Originally posted by Nesster The role of Marketing is undervalued in much capitalist theory - especially the purist kind, which currently (ironically?) is using marketing especially well.
RML, what you're remembering is the massive coordinated marketing machine in operation. We get coordinated messages through all channels in order to create a demand for something. The onset of greed - the result of early easy money - is more fodder for the operation. Consensus reality becomes consistent with the marketing thrust - dissent is simply drowned out or suppressed.
Once more, to figure this out, follow the money. There need not be a conscious explicit cabal, only economic actors all along the way figuring out their angles to make a buck. However, it helps when there are a few well funded primary actors on the stage.
That's exactly the point, though... And, to be honest, as that 'bubble' was sold by the same 'experts' as a permanent and ongoing condition, it made *sense.*
I was even semi-in-on the actual home improvement thing: it was part of how a cooperative with a disabled GC could even *do* a lot of those projects (which were mostly about sustainability, to be fair to myself. If I could have gotten my severance all at *once* I could have walked away from that with the means to be reasonably-well-set for something else, despite the physical collapse and all: instead it got eaten up trying to find, then keep, housing and paying out of pocket to see a doctor...who seemed promising at the time, but in hindsight, I'd have been better off buying a trailer and going nomadic, if that was what it took. I'd gotten in a bad habit of being too proud to ask too much help at *once,* )
But then we get back to how systems are set up... By banks, particularly. It's *capital-ism,* and unfettered or top-favoring capitalism *does* have 'invisible hands: often by no deliberate contrivance meaning that even if you have a *little* capital... or do theoretically, you can't put enough in one place to do the cheaper, but certainly more efficient thing: I could have had that trailer for the same as I ended up paying in first, last, and security on a place too big for me, but available, ...not having enough at once meant, 'I am risking all I have right now while being exhausted and uncertain I'll even own the tow vehicle. Assuming I can arrange to park this.' And what I ended up doing...which was paying big rent to someone with ulterior motives proved to be more expensive than all of that *very rapidly,* but just wasn't seeming-doable at the time. Some would blame the government for that, but the reality was, it was always about the big money-holders.

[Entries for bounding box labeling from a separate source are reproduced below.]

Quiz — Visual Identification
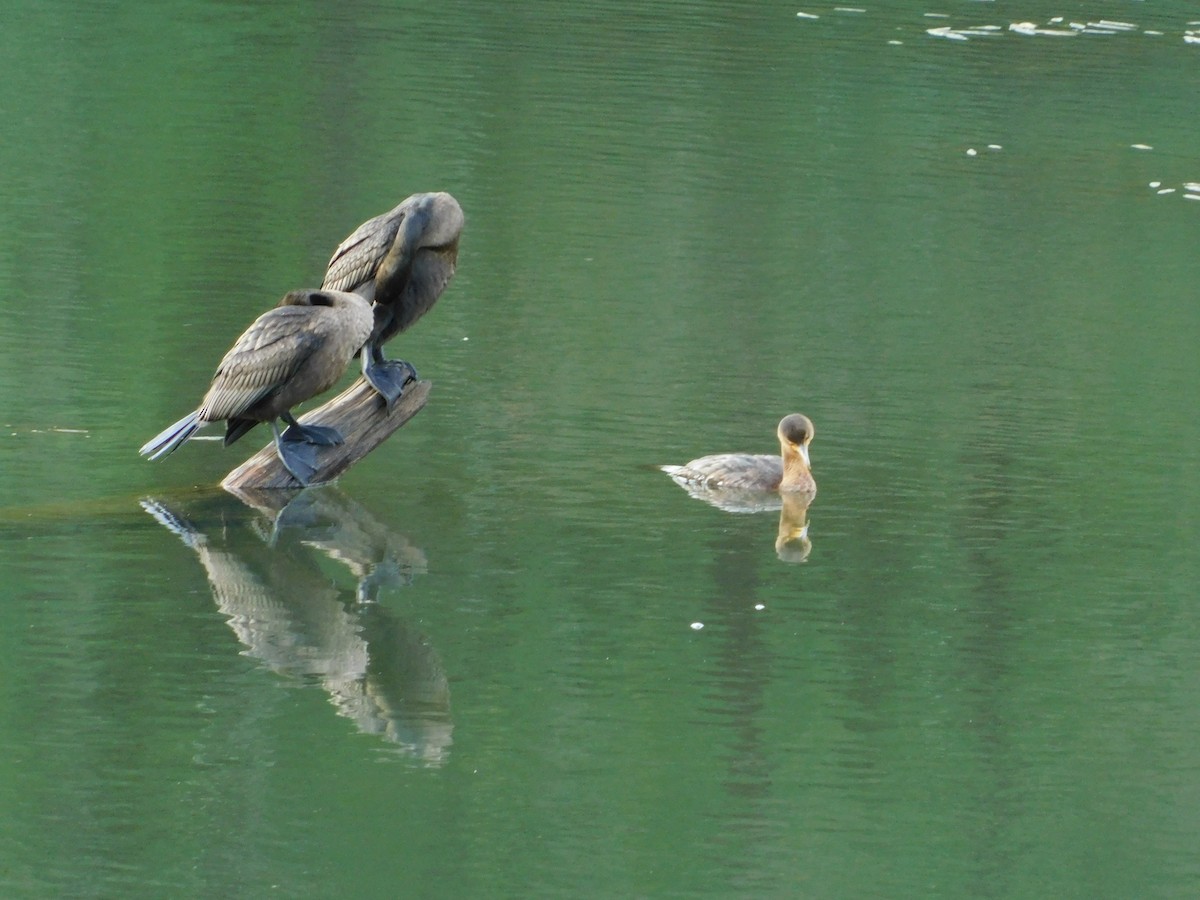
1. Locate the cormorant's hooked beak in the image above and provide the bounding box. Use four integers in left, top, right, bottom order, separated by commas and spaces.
377, 198, 433, 280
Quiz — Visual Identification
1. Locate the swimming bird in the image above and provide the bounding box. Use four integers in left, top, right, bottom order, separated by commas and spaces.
322, 192, 466, 407
660, 413, 817, 494
139, 290, 373, 485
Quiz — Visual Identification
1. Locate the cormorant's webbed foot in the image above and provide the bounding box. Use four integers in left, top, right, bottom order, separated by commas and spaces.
275, 432, 318, 487
362, 352, 416, 409
271, 413, 342, 487
281, 422, 346, 446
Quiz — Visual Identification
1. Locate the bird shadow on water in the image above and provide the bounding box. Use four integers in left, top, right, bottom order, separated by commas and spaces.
140, 487, 454, 767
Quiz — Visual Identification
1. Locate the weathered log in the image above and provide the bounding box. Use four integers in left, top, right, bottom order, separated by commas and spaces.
221, 378, 432, 493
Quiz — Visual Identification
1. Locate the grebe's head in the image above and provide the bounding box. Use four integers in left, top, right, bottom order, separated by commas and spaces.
779, 413, 816, 467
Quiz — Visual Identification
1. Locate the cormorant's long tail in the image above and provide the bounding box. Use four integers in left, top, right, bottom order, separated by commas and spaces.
138, 409, 204, 460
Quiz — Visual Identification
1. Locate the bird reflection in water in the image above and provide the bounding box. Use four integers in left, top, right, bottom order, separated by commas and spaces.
142, 487, 454, 766
679, 482, 814, 563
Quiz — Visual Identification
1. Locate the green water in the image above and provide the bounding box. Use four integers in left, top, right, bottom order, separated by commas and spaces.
0, 0, 1200, 898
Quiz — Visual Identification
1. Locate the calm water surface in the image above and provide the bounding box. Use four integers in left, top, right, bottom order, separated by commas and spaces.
0, 0, 1200, 898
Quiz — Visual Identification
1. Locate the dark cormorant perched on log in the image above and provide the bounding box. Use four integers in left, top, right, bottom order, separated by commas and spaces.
139, 290, 373, 485
322, 193, 464, 407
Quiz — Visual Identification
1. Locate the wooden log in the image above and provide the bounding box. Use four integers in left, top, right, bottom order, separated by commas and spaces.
221, 378, 432, 493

And credit raters, whoever *they* are, ...and even pretty well-off people at the peak of that bubble couldn't *put* enough in one place to really honor their word... I got my severance, but in dribs and drabs, mostly: the only problem is it was eaten up by rents as fast as it came in, really, at least before it could be used to do anything but languish.
Which goes to how a lot of the system pushes the burdens of its own inefficiencies *downward.*
Even in terms of the raw dollars: there are ways in which being poor is more *expensive,* not by percentages or degrees, but by geometric proportions: *especially* in terms of capital, if you can get any, and expenses. Even if you manage to get some all in one place, what can you do with it? Pay in till it's gone. And that's again where the stratification hurts people.
Quote: Marketing - there's a definition that goes something like: selling unnecessary crap to fools. Marketing often creates a new 'demand' to meet an existing supply - e.g. Restless Leg Syndrome... Marketing creates a market place reality that then 'seems' to be the Invisible Hand in operation. Marketing at its most effective is both a market manipulation and a reality manipulation. We ought to be aware of Marketing in all things.
Was this supposed to be a fraud, or just someone trying to sell a thing cause of stress or maybe even neurological damage?
I'm wanting to think of the movie version of Johnny Mnemonic.